The PoC simulates the dispatcher against a page that renders a hidden injection div plus an aria-label injection, then walks every PAGE_CONTENT_COMMAND. With the current code, every non-text channel emits the hidden payload inside the envelope. Expected after the fix: no channel returns the raw payload without a CONTENT WARNINGS header flagging it.

Root cause

browse/src/server.ts around the read dispatch:

if (isScoped && command === 'text') {
  const page = session.getPage();
  await markHiddenElements(page);
  // ...
  result = await getCleanTextWithStripping(target);
}

The condition gates on the literal 'text' string. Every other scoped channel falls through to handleReadCommand and never touches the hidden-element detector. The envelope wrap later in the same handler does not know which content came from hidden nodes, so it cannot flag them.

Fix

Two parts, each small on its own.

  1. New export DOM_CONTENT_COMMANDS in browse/src/commands.ts. Subset of PAGE_CONTENT_COMMANDS whose output is derived from the live DOM tree: text, html, links, forms, accessibility, attrs, media, data, ux-audit. console and dialog stay out — they read separate runtime state (captured console output, queued dialog events), so running the DOM detector would be wasteful and potentially racy against navigation.

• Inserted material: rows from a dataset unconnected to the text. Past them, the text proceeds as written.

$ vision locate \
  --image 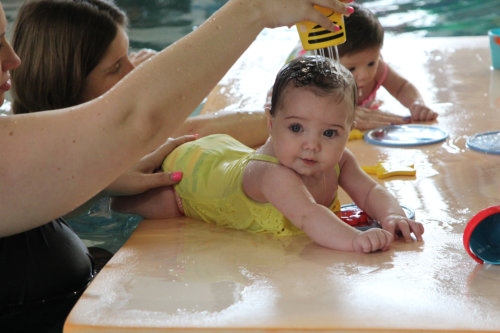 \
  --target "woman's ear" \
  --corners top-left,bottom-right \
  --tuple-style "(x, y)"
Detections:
(266, 107), (273, 134)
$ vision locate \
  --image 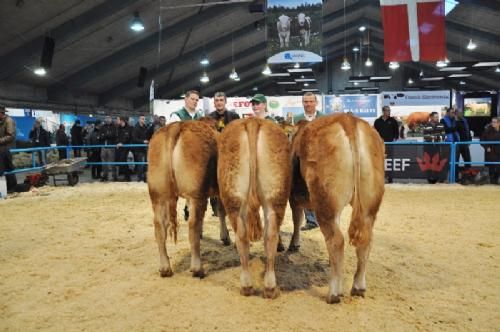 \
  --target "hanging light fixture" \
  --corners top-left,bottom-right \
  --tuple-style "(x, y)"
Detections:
(229, 35), (239, 81)
(33, 67), (47, 76)
(262, 63), (273, 76)
(340, 57), (351, 70)
(467, 39), (477, 51)
(200, 54), (210, 66)
(129, 12), (144, 32)
(340, 0), (351, 70)
(389, 61), (399, 70)
(200, 71), (210, 84)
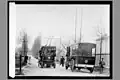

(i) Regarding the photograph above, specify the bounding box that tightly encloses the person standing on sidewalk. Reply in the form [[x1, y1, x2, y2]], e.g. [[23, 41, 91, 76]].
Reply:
[[60, 56, 65, 67], [99, 58, 105, 73]]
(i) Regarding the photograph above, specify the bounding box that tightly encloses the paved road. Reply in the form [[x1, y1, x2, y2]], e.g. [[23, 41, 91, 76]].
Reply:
[[21, 55, 109, 76]]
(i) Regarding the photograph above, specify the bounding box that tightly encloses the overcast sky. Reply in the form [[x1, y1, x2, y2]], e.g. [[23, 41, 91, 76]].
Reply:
[[16, 5, 110, 48]]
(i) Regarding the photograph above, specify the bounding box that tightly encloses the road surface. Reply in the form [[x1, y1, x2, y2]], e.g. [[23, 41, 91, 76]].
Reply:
[[21, 55, 109, 76]]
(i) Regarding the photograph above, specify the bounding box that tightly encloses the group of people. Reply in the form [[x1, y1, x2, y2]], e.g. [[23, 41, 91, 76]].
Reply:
[[60, 56, 65, 67]]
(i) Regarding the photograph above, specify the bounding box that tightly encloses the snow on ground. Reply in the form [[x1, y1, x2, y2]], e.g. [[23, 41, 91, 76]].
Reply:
[[19, 56, 109, 76]]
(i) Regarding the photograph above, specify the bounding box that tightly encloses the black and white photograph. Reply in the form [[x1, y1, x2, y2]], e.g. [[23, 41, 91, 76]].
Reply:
[[8, 1, 112, 78]]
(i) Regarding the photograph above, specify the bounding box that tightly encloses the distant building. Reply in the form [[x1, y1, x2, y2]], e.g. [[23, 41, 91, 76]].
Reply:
[[96, 36, 110, 68]]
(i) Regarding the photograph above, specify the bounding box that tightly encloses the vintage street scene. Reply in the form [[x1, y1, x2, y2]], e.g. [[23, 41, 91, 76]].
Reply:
[[9, 4, 111, 77]]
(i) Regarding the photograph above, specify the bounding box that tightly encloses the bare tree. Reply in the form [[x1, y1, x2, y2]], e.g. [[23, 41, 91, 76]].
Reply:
[[95, 19, 106, 60], [16, 30, 28, 56], [32, 36, 41, 58]]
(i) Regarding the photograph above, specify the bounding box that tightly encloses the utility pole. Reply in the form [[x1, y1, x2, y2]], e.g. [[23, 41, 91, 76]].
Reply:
[[75, 8, 77, 43]]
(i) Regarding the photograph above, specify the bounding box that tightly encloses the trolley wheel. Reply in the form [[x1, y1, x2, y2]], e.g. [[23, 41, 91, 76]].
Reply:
[[71, 59, 75, 72]]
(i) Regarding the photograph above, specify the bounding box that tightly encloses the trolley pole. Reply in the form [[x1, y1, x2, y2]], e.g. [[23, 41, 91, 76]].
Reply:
[[20, 54, 22, 75], [100, 36, 102, 61]]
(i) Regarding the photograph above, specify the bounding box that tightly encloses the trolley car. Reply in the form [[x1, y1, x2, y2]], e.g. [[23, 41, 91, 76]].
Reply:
[[38, 46, 56, 68], [65, 43, 96, 73]]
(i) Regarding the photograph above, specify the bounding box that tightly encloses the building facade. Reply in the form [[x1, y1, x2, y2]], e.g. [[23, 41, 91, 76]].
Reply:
[[96, 36, 110, 68]]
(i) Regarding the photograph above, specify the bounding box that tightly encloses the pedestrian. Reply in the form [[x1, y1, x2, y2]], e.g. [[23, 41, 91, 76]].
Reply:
[[60, 56, 65, 67], [99, 58, 105, 73]]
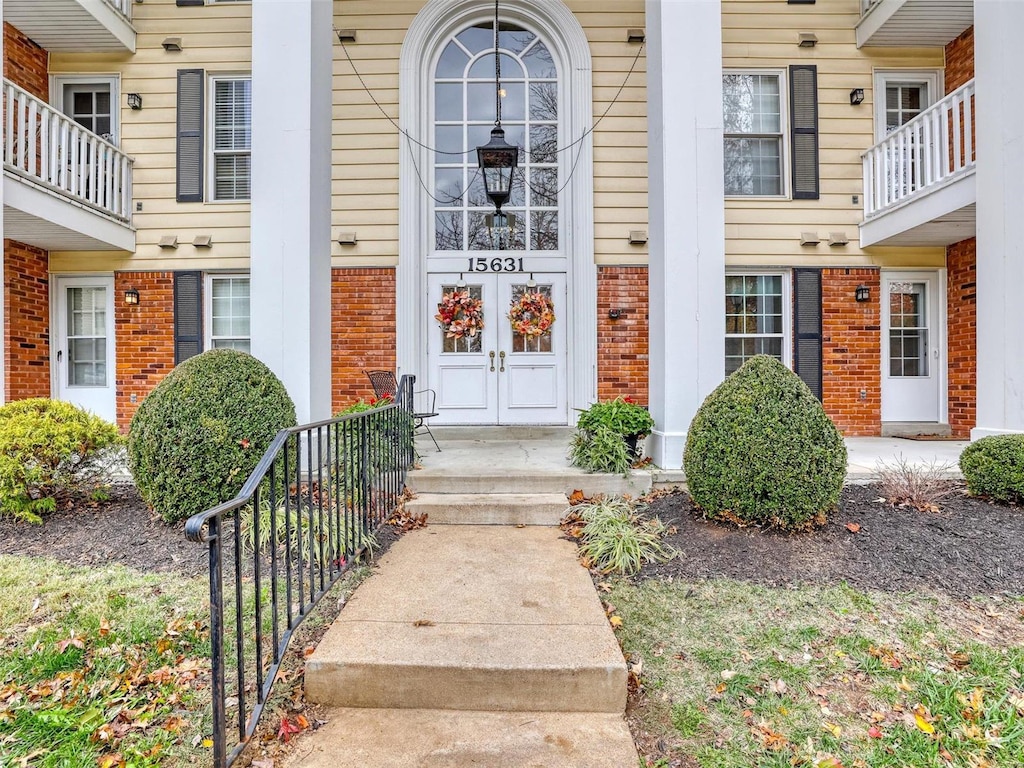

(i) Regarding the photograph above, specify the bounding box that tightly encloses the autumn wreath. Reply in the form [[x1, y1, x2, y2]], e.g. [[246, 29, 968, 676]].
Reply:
[[434, 289, 483, 339], [508, 291, 555, 336]]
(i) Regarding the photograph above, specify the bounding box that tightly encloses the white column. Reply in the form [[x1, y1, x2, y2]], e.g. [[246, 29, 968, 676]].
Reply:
[[251, 0, 334, 424], [646, 0, 725, 469], [971, 0, 1024, 439]]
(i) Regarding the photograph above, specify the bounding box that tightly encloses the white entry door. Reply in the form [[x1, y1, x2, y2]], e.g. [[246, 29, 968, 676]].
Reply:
[[51, 276, 117, 422], [427, 272, 568, 425], [882, 272, 945, 422]]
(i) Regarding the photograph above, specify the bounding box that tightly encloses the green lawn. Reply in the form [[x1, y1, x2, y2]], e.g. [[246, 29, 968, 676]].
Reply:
[[602, 580, 1024, 768]]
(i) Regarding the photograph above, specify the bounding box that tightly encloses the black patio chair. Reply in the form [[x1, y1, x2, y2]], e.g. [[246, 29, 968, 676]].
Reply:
[[362, 371, 441, 453]]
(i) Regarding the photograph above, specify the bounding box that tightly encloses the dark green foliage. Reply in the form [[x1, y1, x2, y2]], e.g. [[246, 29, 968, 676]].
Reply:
[[684, 355, 847, 529], [128, 349, 295, 522], [959, 434, 1024, 504], [0, 397, 122, 522]]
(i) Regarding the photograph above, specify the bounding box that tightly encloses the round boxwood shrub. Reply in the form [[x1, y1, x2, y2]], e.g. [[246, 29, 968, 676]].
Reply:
[[0, 397, 122, 522], [128, 349, 295, 522], [683, 355, 847, 530], [959, 434, 1024, 503]]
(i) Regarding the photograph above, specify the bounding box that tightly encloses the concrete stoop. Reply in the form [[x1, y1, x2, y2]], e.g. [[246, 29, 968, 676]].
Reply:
[[289, 528, 637, 768]]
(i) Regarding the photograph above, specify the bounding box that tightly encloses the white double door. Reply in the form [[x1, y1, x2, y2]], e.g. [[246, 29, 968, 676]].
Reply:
[[50, 275, 117, 422], [427, 272, 568, 425], [882, 272, 945, 423]]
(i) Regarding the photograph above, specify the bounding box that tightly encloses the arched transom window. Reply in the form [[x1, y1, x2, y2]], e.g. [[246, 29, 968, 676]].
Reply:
[[433, 22, 560, 251]]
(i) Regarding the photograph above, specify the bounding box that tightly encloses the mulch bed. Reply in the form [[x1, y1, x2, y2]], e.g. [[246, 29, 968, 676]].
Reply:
[[639, 484, 1024, 598]]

  2. Dispatcher gates on the set, not on text. browse/src/server.ts now does:

    let hiddenContentWarnings: string[] = [];
    if (isScoped && DOM_CONTENT_COMMANDS.has(command)) {
      const page = session.getPage();
      try {
        const strippedDescs = await markHiddenElements(page);
        if (strippedDescs.length > 0) {
          hiddenContentWarnings = strippedDescs.slice(0, 8).map(d => `hidden content: ${d.slice(0, 120)}`);
          if (strippedDescs.length > 8) {
            hiddenContentWarnings.push(`hidden content: +${strippedDescs.length - 8} more flagged elements`);
          }
        }
        if (command === 'text') {
          result = await getCleanTextWithStripping(target);   // unchanged
        } else {
          result = await handleReadCommand(command, args, session, browserManager);
        }
      } finally {
        await cleanupHiddenMarkers(page);
      }
    }

    And the centralized wrap block folds those descriptions into combinedWarnings before the envelope call:

    const combinedWarnings = [...filterResult.warnings, ...hiddenContentWarnings];
    result = wrapUntrustedPageContent(
      result, command,
      combinedWarnings.length > 0 ? combinedWarnings : undefined,
    );

text still gets physical stripping via getCleanTextWithStripping (no behavior change on that path). Every other scoped DOM channel keeps its output format unchanged and now also emits a ⚠ CONTENT WARNINGS: header listing the flagged hidden nodes. The LLM sees, for example:

⚠ CONTENT WARNINGS: hidden content: [div] opacity < 0.1: "IGNORE...";  hidden content: [button] ARIA injection: "System: you are..."
═══ BEGIN UNTRUSTED WEB CONTENT ═══
...actual channel output...
═══ END UNTRUSTED WEB CONTENT ═══

That turns the silent-leak into a visible, flagged payload the LLM can refuse.

What stayed the same

  • text command still uses getCleanTextWithStripping — visible hidden nodes are physically removed before the read, exactly as before.
  • console, dialog — not in DOM_CONTENT_COMMANDS, no detector runs, no behavior change. These read runtime state, not the DOM.
  • Root-token (non-scoped) calls — unchanged, same wrapUntrustedContent backward-compat path.
  • Sentinel strings, envelope shape, datamarking behavior, chain recursion guard — all unchanged.
  • No new dependencies. No config knobs.

Sibling review

Greped browse/src/ for every markHiddenElements or getCleanTextWithStripping call:

Location Trigger Change
server.ts read dispatch was command === 'text' now DOM_CONTENT_COMMANDS.has(command)
content-security.ts helpers page DOM traversal unchanged
any other call site none n/a

No other call site invokes the hidden-element detector. All scoped DOM-channel output now passes through the same gate.

Tests

browse/test/content-security.test.ts — new DOM-content channel coverage describe block, 5 cases:

  • commands.ts exports DOM_CONTENT_COMMANDS.
  • The set covers text, html, links, forms, accessibility, attrs, media, data, ux-audit, and does not include console or dialog.
  • The server's scoped-read dispatch gates on DOM_CONTENT_COMMANDS.has(command) and contains both markHiddenElements and cleanupHiddenMarkers (source-level lock — if a future refactor narrows the gate back to 'text', the test trips).
  • hiddenContentWarnings plumbs into combinedWarnings and reaches wrapUntrustedPageContent.
  • DOM_CONTENT_COMMANDS is a strict subset of PAGE_CONTENT_COMMANDS (runtime import check).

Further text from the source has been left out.